To do this I should be able to query only documents, that was added after my last mapReduce
As far as I understand I cannot rely on ObjectId property, just store the last one and later select every document with ObjectId > stored because ObjectId is not equal autoincrement ids in SQL databases (for example different shards will produce different ObjectIds).
I can change ObjectId generator, but not sure how to do it better in sharded environment
So the question is:
Is it any way to select only documents, added after the last mapReduce to run incremental mapReduce or may be there is another strategy to update statistic data on constantly growing collection?
You can cache the time and use it as a barrier for your next incremental map-reduce.
We're testing this at work and it seems to be working. Correct me if I'm wrong, but you can't safely do map-reduce while an insert is happening across shards. The versions become inconsistent and your map-reduce operation will fail. (If you find a solution to this, please do let me know! :)
We use bulk-inserts instead, once every 5 minutes. Once all the bulk inserts are done, we run the map-reduce like this (in Python):
m = Code(<map function>)
r = Code(<reduce function>)
# pseudo code
end = last_time + 5 minutes
# Use time and optionally any other keys you need here
q = bson.SON([("date" : {"$gte" : last_time, "$lt" : end})])
collection.map_reduce(m, r, out=out={"reduce": <output_collection>}, query=q)
Note that we used reduce and not merge, because we don't want to override what we had before; we want to combine the old results and the new result with the same reduce function.
You can get just the time portion of the ID using _id.getTime() (from: http://api.mongodb.org/java/2.6/org/bson/types/ObjectId.html). That should be sortable across all shards.

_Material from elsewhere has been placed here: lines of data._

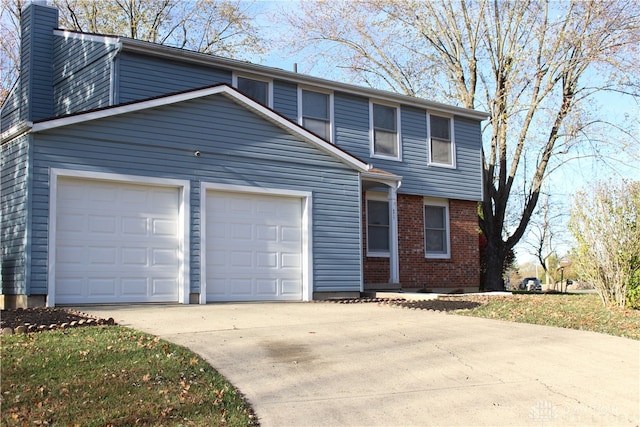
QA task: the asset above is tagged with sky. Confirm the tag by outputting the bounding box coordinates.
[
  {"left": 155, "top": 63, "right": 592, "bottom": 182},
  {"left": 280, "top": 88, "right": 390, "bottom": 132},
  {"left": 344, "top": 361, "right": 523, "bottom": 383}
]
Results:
[
  {"left": 248, "top": 1, "right": 640, "bottom": 268},
  {"left": 6, "top": 0, "right": 638, "bottom": 270}
]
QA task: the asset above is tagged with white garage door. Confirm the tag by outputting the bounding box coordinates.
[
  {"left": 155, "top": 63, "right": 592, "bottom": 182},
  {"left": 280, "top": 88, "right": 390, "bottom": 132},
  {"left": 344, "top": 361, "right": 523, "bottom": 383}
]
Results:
[
  {"left": 206, "top": 191, "right": 303, "bottom": 301},
  {"left": 54, "top": 177, "right": 181, "bottom": 304}
]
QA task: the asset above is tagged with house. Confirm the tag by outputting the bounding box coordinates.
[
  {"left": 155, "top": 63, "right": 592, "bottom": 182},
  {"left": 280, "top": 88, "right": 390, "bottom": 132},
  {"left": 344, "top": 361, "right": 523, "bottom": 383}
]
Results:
[{"left": 0, "top": 3, "right": 487, "bottom": 308}]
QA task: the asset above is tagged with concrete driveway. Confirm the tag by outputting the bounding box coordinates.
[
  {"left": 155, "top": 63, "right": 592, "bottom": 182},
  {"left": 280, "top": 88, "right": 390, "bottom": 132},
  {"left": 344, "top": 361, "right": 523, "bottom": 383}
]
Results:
[{"left": 79, "top": 302, "right": 639, "bottom": 426}]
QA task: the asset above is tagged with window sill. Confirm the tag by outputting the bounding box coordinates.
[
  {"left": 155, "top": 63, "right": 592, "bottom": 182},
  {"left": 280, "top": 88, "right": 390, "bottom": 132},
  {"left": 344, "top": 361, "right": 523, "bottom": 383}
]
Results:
[
  {"left": 425, "top": 254, "right": 451, "bottom": 260},
  {"left": 428, "top": 160, "right": 457, "bottom": 169},
  {"left": 372, "top": 153, "right": 402, "bottom": 162},
  {"left": 367, "top": 252, "right": 390, "bottom": 258}
]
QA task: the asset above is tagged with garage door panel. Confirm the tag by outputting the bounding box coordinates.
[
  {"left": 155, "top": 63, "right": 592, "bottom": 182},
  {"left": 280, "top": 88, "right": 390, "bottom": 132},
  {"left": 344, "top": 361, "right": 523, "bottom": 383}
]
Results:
[
  {"left": 122, "top": 248, "right": 148, "bottom": 265},
  {"left": 87, "top": 278, "right": 117, "bottom": 296},
  {"left": 88, "top": 247, "right": 117, "bottom": 265},
  {"left": 282, "top": 279, "right": 302, "bottom": 295},
  {"left": 152, "top": 218, "right": 178, "bottom": 236},
  {"left": 230, "top": 251, "right": 253, "bottom": 267},
  {"left": 206, "top": 191, "right": 303, "bottom": 302},
  {"left": 57, "top": 214, "right": 85, "bottom": 233},
  {"left": 257, "top": 252, "right": 277, "bottom": 268},
  {"left": 121, "top": 278, "right": 148, "bottom": 296},
  {"left": 256, "top": 225, "right": 277, "bottom": 241},
  {"left": 256, "top": 279, "right": 277, "bottom": 295},
  {"left": 151, "top": 278, "right": 178, "bottom": 296},
  {"left": 122, "top": 217, "right": 148, "bottom": 235},
  {"left": 232, "top": 223, "right": 253, "bottom": 239},
  {"left": 281, "top": 253, "right": 301, "bottom": 269},
  {"left": 152, "top": 248, "right": 178, "bottom": 266},
  {"left": 55, "top": 178, "right": 180, "bottom": 304}
]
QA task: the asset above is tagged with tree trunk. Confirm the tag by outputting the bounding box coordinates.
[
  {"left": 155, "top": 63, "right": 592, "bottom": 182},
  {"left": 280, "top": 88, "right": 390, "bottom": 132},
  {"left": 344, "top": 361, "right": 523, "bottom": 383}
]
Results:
[{"left": 484, "top": 234, "right": 507, "bottom": 291}]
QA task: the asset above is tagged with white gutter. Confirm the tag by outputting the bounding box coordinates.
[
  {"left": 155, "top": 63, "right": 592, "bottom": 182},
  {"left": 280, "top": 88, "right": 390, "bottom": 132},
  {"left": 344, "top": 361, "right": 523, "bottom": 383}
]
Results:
[{"left": 119, "top": 38, "right": 489, "bottom": 121}]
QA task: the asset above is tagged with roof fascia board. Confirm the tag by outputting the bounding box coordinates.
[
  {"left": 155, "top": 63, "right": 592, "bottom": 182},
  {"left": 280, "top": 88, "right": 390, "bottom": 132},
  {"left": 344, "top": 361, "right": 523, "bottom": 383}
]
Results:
[
  {"left": 119, "top": 38, "right": 489, "bottom": 121},
  {"left": 30, "top": 85, "right": 371, "bottom": 172},
  {"left": 31, "top": 86, "right": 226, "bottom": 132},
  {"left": 53, "top": 29, "right": 120, "bottom": 46},
  {"left": 218, "top": 89, "right": 370, "bottom": 172}
]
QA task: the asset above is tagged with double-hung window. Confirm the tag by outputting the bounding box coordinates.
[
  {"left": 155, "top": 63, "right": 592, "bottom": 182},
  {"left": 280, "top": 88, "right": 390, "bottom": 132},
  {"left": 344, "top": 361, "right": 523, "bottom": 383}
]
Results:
[
  {"left": 428, "top": 114, "right": 455, "bottom": 166},
  {"left": 371, "top": 102, "right": 400, "bottom": 159},
  {"left": 300, "top": 89, "right": 331, "bottom": 141},
  {"left": 234, "top": 75, "right": 271, "bottom": 107},
  {"left": 366, "top": 194, "right": 390, "bottom": 256},
  {"left": 424, "top": 198, "right": 450, "bottom": 258}
]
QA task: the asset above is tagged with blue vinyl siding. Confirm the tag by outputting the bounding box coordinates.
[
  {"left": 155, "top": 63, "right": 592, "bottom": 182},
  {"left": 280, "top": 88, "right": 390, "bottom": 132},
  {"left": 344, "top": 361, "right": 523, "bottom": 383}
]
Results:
[
  {"left": 334, "top": 93, "right": 483, "bottom": 201},
  {"left": 30, "top": 95, "right": 362, "bottom": 295},
  {"left": 334, "top": 92, "right": 371, "bottom": 160},
  {"left": 52, "top": 36, "right": 116, "bottom": 115},
  {"left": 1, "top": 136, "right": 30, "bottom": 294},
  {"left": 1, "top": 86, "right": 21, "bottom": 132},
  {"left": 372, "top": 106, "right": 483, "bottom": 200},
  {"left": 273, "top": 80, "right": 298, "bottom": 121},
  {"left": 25, "top": 5, "right": 57, "bottom": 122},
  {"left": 118, "top": 53, "right": 232, "bottom": 103}
]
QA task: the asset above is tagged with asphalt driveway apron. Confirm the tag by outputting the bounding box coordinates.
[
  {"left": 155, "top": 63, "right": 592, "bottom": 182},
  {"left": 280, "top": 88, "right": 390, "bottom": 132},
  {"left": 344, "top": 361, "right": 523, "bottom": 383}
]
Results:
[{"left": 79, "top": 302, "right": 640, "bottom": 426}]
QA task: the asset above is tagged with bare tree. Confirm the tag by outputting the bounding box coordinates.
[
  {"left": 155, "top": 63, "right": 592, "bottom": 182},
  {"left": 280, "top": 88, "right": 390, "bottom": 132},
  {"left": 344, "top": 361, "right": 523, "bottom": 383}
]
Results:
[
  {"left": 524, "top": 189, "right": 571, "bottom": 289},
  {"left": 0, "top": 0, "right": 265, "bottom": 104},
  {"left": 569, "top": 180, "right": 640, "bottom": 307},
  {"left": 280, "top": 0, "right": 640, "bottom": 290}
]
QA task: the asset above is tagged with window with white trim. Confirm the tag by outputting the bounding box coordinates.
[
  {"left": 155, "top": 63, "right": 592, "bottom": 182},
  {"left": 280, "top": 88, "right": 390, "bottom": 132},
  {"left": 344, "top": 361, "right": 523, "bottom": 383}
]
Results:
[
  {"left": 300, "top": 89, "right": 331, "bottom": 141},
  {"left": 371, "top": 102, "right": 400, "bottom": 159},
  {"left": 424, "top": 198, "right": 450, "bottom": 258},
  {"left": 366, "top": 193, "right": 390, "bottom": 256},
  {"left": 234, "top": 75, "right": 271, "bottom": 106},
  {"left": 428, "top": 114, "right": 455, "bottom": 166}
]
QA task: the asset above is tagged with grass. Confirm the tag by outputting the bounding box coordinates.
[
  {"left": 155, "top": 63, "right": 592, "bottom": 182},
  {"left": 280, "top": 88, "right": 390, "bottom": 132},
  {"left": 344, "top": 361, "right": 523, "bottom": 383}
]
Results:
[
  {"left": 1, "top": 326, "right": 256, "bottom": 426},
  {"left": 454, "top": 293, "right": 640, "bottom": 340},
  {"left": 2, "top": 294, "right": 637, "bottom": 426}
]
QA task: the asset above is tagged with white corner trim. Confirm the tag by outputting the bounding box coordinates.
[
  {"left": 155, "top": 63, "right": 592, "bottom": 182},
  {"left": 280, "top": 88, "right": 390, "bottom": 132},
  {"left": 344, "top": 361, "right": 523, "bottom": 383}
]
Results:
[
  {"left": 199, "top": 182, "right": 314, "bottom": 303},
  {"left": 46, "top": 169, "right": 191, "bottom": 306}
]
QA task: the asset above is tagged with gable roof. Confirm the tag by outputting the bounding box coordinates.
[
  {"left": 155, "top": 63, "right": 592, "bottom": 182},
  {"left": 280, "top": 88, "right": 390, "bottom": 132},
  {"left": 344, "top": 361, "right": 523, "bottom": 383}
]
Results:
[
  {"left": 52, "top": 29, "right": 489, "bottom": 122},
  {"left": 28, "top": 84, "right": 375, "bottom": 173}
]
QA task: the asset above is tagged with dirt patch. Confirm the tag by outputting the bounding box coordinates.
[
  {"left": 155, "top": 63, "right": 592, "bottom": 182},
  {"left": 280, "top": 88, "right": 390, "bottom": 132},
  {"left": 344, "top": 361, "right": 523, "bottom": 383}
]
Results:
[{"left": 1, "top": 307, "right": 115, "bottom": 334}]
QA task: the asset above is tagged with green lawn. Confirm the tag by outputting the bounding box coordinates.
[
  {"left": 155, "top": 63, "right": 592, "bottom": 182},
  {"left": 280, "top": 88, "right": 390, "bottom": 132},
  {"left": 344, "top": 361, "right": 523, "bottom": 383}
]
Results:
[
  {"left": 1, "top": 326, "right": 257, "bottom": 426},
  {"left": 453, "top": 293, "right": 640, "bottom": 340},
  {"left": 3, "top": 293, "right": 637, "bottom": 426}
]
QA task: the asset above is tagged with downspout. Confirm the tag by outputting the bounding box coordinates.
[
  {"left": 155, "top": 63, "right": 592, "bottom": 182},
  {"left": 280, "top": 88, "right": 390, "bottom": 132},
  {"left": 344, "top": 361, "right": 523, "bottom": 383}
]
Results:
[
  {"left": 388, "top": 183, "right": 400, "bottom": 284},
  {"left": 109, "top": 41, "right": 123, "bottom": 106}
]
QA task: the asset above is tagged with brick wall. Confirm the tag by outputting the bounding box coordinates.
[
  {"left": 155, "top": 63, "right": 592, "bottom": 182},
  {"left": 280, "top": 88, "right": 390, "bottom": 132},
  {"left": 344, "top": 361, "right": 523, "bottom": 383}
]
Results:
[{"left": 363, "top": 193, "right": 480, "bottom": 289}]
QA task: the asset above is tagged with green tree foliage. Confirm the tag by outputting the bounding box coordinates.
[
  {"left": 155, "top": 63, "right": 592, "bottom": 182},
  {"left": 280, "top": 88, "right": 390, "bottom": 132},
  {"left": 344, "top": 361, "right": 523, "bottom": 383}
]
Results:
[{"left": 569, "top": 180, "right": 640, "bottom": 308}]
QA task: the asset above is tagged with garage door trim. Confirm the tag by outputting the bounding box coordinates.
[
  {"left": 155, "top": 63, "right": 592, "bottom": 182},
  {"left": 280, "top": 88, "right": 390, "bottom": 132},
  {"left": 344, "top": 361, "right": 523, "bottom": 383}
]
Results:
[
  {"left": 199, "top": 182, "right": 313, "bottom": 304},
  {"left": 47, "top": 168, "right": 190, "bottom": 306}
]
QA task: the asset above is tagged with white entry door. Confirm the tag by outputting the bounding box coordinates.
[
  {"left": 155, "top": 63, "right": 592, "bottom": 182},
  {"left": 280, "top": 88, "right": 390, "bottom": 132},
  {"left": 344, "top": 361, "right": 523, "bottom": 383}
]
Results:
[
  {"left": 54, "top": 177, "right": 181, "bottom": 304},
  {"left": 205, "top": 191, "right": 303, "bottom": 301}
]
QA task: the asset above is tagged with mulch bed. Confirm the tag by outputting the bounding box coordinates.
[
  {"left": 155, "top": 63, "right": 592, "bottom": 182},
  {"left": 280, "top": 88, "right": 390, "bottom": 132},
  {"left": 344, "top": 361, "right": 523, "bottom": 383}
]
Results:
[
  {"left": 1, "top": 307, "right": 115, "bottom": 334},
  {"left": 321, "top": 296, "right": 489, "bottom": 311}
]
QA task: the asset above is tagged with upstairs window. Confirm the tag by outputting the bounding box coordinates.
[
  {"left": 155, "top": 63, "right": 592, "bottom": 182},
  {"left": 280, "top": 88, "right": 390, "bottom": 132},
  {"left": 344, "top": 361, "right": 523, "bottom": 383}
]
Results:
[
  {"left": 234, "top": 75, "right": 270, "bottom": 106},
  {"left": 300, "top": 89, "right": 331, "bottom": 141},
  {"left": 424, "top": 199, "right": 450, "bottom": 258},
  {"left": 366, "top": 196, "right": 390, "bottom": 256},
  {"left": 429, "top": 114, "right": 455, "bottom": 166},
  {"left": 371, "top": 102, "right": 400, "bottom": 159}
]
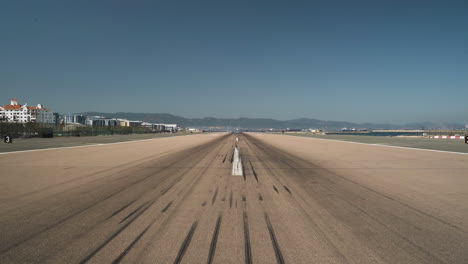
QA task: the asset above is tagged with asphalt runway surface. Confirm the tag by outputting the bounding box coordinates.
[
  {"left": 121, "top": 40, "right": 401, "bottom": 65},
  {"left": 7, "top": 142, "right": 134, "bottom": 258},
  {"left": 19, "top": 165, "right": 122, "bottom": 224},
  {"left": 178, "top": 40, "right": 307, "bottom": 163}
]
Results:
[
  {"left": 1, "top": 132, "right": 467, "bottom": 263},
  {"left": 283, "top": 133, "right": 468, "bottom": 154}
]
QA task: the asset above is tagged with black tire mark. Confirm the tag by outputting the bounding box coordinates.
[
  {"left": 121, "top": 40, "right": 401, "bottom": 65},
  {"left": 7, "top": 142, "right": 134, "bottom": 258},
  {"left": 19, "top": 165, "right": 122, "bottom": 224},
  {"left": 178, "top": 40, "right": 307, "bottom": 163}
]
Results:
[
  {"left": 229, "top": 191, "right": 233, "bottom": 208},
  {"left": 2, "top": 135, "right": 232, "bottom": 256},
  {"left": 173, "top": 221, "right": 198, "bottom": 264},
  {"left": 161, "top": 175, "right": 184, "bottom": 195},
  {"left": 120, "top": 201, "right": 149, "bottom": 223},
  {"left": 248, "top": 133, "right": 455, "bottom": 262},
  {"left": 249, "top": 161, "right": 259, "bottom": 183},
  {"left": 273, "top": 185, "right": 279, "bottom": 193},
  {"left": 283, "top": 186, "right": 292, "bottom": 195},
  {"left": 242, "top": 159, "right": 247, "bottom": 181},
  {"left": 0, "top": 149, "right": 170, "bottom": 204},
  {"left": 242, "top": 194, "right": 246, "bottom": 202},
  {"left": 212, "top": 187, "right": 219, "bottom": 205},
  {"left": 80, "top": 200, "right": 155, "bottom": 263},
  {"left": 243, "top": 211, "right": 253, "bottom": 264},
  {"left": 264, "top": 213, "right": 285, "bottom": 264},
  {"left": 242, "top": 134, "right": 348, "bottom": 262},
  {"left": 207, "top": 214, "right": 222, "bottom": 264},
  {"left": 202, "top": 201, "right": 207, "bottom": 207},
  {"left": 111, "top": 222, "right": 153, "bottom": 264},
  {"left": 7, "top": 135, "right": 231, "bottom": 264},
  {"left": 161, "top": 201, "right": 173, "bottom": 213},
  {"left": 106, "top": 200, "right": 135, "bottom": 220},
  {"left": 258, "top": 193, "right": 263, "bottom": 201},
  {"left": 222, "top": 155, "right": 226, "bottom": 163}
]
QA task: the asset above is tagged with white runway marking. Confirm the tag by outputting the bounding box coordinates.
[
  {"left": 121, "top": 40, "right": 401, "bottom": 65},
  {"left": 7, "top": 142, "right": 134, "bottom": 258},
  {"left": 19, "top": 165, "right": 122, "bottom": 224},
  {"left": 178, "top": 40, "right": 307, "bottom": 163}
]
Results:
[{"left": 232, "top": 147, "right": 243, "bottom": 176}]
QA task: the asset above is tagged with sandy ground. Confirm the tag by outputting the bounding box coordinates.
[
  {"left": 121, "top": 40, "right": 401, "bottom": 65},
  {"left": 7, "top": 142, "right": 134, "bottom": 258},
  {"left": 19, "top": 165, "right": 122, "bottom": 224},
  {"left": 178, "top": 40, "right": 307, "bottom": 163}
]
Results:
[{"left": 0, "top": 132, "right": 467, "bottom": 263}]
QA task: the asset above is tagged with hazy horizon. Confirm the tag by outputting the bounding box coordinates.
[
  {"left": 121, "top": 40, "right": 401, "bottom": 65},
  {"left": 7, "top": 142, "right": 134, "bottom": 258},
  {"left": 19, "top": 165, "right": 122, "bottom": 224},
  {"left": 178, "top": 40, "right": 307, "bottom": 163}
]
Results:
[{"left": 2, "top": 0, "right": 467, "bottom": 124}]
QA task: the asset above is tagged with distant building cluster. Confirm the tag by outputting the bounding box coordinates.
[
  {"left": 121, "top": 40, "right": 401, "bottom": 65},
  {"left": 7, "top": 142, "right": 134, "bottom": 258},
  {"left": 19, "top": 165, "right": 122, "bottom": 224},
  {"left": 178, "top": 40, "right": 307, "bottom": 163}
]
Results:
[
  {"left": 60, "top": 114, "right": 178, "bottom": 132},
  {"left": 340, "top": 127, "right": 368, "bottom": 132},
  {"left": 1, "top": 99, "right": 179, "bottom": 132},
  {"left": 0, "top": 99, "right": 55, "bottom": 124}
]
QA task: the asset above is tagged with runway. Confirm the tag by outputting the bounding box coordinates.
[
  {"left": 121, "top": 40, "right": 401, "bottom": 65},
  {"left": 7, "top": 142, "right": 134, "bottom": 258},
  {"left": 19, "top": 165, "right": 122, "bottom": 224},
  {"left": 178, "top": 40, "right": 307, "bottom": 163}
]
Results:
[{"left": 1, "top": 132, "right": 467, "bottom": 263}]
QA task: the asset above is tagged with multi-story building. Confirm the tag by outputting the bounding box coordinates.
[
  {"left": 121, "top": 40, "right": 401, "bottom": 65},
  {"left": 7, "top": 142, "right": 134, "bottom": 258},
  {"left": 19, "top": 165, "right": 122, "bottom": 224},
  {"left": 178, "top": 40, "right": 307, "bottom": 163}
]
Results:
[
  {"left": 85, "top": 116, "right": 120, "bottom": 127},
  {"left": 142, "top": 122, "right": 166, "bottom": 132},
  {"left": 63, "top": 114, "right": 87, "bottom": 124},
  {"left": 162, "top": 124, "right": 177, "bottom": 132},
  {"left": 53, "top": 113, "right": 60, "bottom": 125},
  {"left": 120, "top": 120, "right": 143, "bottom": 127},
  {"left": 0, "top": 99, "right": 54, "bottom": 124}
]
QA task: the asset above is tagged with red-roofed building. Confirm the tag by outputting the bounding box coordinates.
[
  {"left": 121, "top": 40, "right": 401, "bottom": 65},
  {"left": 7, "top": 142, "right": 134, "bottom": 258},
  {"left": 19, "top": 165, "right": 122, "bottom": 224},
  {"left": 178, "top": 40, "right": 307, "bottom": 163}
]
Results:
[{"left": 0, "top": 99, "right": 55, "bottom": 123}]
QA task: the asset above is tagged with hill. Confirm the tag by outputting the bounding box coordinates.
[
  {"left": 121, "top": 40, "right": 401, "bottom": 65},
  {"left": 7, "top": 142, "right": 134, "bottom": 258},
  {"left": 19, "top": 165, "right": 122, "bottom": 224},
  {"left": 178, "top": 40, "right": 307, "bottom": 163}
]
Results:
[{"left": 80, "top": 112, "right": 464, "bottom": 130}]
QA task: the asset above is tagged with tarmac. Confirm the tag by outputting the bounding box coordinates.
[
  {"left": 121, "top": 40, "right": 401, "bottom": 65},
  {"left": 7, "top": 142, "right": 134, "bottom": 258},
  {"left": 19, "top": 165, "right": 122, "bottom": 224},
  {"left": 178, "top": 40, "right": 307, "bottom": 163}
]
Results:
[{"left": 0, "top": 132, "right": 467, "bottom": 263}]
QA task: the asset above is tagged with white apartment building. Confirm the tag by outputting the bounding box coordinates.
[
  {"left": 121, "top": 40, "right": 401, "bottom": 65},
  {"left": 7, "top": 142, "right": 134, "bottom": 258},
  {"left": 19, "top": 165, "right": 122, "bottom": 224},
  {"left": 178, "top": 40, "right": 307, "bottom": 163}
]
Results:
[{"left": 0, "top": 99, "right": 55, "bottom": 124}]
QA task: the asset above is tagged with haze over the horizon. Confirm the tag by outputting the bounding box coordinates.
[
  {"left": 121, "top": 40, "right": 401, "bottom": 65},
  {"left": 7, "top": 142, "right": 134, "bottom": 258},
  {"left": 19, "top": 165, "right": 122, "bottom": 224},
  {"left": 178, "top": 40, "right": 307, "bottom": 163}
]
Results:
[{"left": 2, "top": 0, "right": 467, "bottom": 124}]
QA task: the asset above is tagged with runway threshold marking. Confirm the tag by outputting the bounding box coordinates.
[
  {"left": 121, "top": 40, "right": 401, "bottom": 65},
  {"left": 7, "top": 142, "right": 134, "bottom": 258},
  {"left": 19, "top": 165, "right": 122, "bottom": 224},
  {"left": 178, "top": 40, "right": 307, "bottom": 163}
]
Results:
[{"left": 232, "top": 147, "right": 244, "bottom": 176}]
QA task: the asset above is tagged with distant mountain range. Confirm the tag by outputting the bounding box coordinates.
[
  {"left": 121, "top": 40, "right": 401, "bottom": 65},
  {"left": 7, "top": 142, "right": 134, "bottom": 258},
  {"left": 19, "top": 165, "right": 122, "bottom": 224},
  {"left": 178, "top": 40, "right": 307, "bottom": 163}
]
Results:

EDIT: Sorry, that was the java docs... The JS version appears to be _id.generation_time.in_time_zone(Time.zone), from http://mongotips.com/b/a-few-objectid-tricks/
I wrote up a complete pymongo-based solution that uses incremental map-reduce and caches the time, and expects to run in a cron job. It locks itself so two can't run concurrently:
https://gist.github.com/2233072
""" This method performs an incremental map-reduce on any new data in 'source_table_name'
into 'target_table_name'. It can be run in a cron job, for instance, and on each execution will
process only the new, unprocessed records.
The set of data to be processed incrementally is determined non-invasively (meaning the source table is not
written to) by using the queued_date field 'source_queued_date_field_name'. When a record is ready to be processed,
simply set its queued_date (which should be indexed for efficiency). When incremental_map_reduce() is run, any documents
with queued_dates between the counter in 'counter_key' and 'max_datetime' will be map/reduced.
If reset is True, it will drop 'target_table_name' before starting.
If max_datetime is given, it will only process records up to that date.
If limit_items is given, it will only process (roughly) that many items. If multiple
items share the same date stamp (as specified in 'source_queued_date_field_name') then
it has to fetch all of those or it'll lose track, so it includes them all.
If unspecified/None, counter_key defaults to counter_table_name:LastMaxDatetime.
"""
We solve this issue using 'normalized' ObjectIds. Steps that we are doing:
normalize id - take timestap from the current/stored/last processed id and set other
parts of id to its min values. C# code: new ObjectId(objectId.Timestamp,
0, short.MinValue, 0)
run map-reduce with all items that have id
greater than our normalized id, skip already processed items.
store last processed id, and mark all processed items.
Note: Some boundary items will be processed several times. To fix it we set some sort of a flag in the processed items.